If you do not keep up the payments on your mortgage with TEST 123 your property may be repossessed.
Preparing the Transfer of Equity with a TEST 123 Mortgage
When it comes to preparing the the Land Registry documents your lawyer should in the ‘consideration’ panel choose the first option, if consideration is given; otherwise ignore the consideration panel altogether.
If TEST 123 is joining in the transfer to release someone from liability, put the release in the ‘additional provisions’ panel if someone is entering into a covenant relating to the charge, place it in the ‘additional provisions’ panel stamp duty land tax is not payable when there is no chargeable consideration for the transfer (Schedule 3, paragraph 1 of the Finance Act 2003). In the case of a transfer subject to a charge (even if the transfer is by way of gift) or if a property has been transferred for no value and there is an associated discharge, HMRC would view this as an assumption of an existing debt by the purchaser (Schedule 4, paragraph 8 of the Finance Act 2003) and stamp duty land tax may be payable
if you wish you may state in the ‘additional provisions’ panel that ‘This transfer is made subject to a charge dated… in favour of…’
On form AP1, your lawyer should describe the transfer as ‘transfer of equity’ to assist Land Registry staff.

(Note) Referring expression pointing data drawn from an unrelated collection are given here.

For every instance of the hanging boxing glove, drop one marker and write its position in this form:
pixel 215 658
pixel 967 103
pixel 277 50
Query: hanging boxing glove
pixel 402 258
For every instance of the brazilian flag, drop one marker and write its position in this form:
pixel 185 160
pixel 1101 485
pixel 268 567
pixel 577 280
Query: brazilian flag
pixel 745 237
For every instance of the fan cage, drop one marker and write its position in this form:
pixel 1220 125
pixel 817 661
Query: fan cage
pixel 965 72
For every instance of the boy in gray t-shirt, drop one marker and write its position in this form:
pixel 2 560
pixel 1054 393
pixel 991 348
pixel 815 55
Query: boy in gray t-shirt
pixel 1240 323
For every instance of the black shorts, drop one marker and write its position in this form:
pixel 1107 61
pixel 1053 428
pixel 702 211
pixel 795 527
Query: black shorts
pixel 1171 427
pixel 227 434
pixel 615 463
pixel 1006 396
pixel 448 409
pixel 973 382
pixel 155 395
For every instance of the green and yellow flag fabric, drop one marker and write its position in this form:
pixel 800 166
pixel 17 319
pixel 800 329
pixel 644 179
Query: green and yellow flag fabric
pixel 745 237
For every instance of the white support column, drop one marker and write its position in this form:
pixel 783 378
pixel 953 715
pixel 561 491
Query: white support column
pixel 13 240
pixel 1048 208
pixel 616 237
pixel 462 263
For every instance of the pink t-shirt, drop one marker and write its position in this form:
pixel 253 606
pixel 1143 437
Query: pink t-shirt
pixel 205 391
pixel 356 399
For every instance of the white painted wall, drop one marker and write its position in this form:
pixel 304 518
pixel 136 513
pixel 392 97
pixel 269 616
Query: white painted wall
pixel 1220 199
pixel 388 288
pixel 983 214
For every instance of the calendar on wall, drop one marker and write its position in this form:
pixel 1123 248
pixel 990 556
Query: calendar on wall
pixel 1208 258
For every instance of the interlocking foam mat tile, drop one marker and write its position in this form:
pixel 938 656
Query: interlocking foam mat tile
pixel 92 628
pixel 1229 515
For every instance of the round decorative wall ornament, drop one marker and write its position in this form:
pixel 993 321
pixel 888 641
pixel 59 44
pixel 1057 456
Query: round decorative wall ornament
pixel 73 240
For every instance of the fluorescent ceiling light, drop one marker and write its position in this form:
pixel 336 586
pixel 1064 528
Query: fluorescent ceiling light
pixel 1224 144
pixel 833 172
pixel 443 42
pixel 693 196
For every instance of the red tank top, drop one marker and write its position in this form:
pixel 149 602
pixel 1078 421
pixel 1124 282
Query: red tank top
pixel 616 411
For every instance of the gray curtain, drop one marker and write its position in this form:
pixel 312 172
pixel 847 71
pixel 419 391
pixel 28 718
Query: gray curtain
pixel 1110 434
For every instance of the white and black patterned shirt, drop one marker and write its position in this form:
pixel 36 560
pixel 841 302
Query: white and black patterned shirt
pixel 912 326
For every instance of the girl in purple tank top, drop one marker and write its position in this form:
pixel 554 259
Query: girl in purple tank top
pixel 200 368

Information provided on this webpage is for general information and only applies to England and Wales. It should not be regarded as advice for members of the public who should contact their lawyer,mortgage broker, insurer and accountant for specific advice relating to transfer of equity. Whilst we endeavour to keep the information up to date and correct we do not make any representation or warranties of any kind about its completeness, accuracy, reliability or suitability. Any reliance you place on the information is strictly at your own risk. Lexsure will not be liable for any direct or indirect loss or damage arising out of or in connection with the use of this information.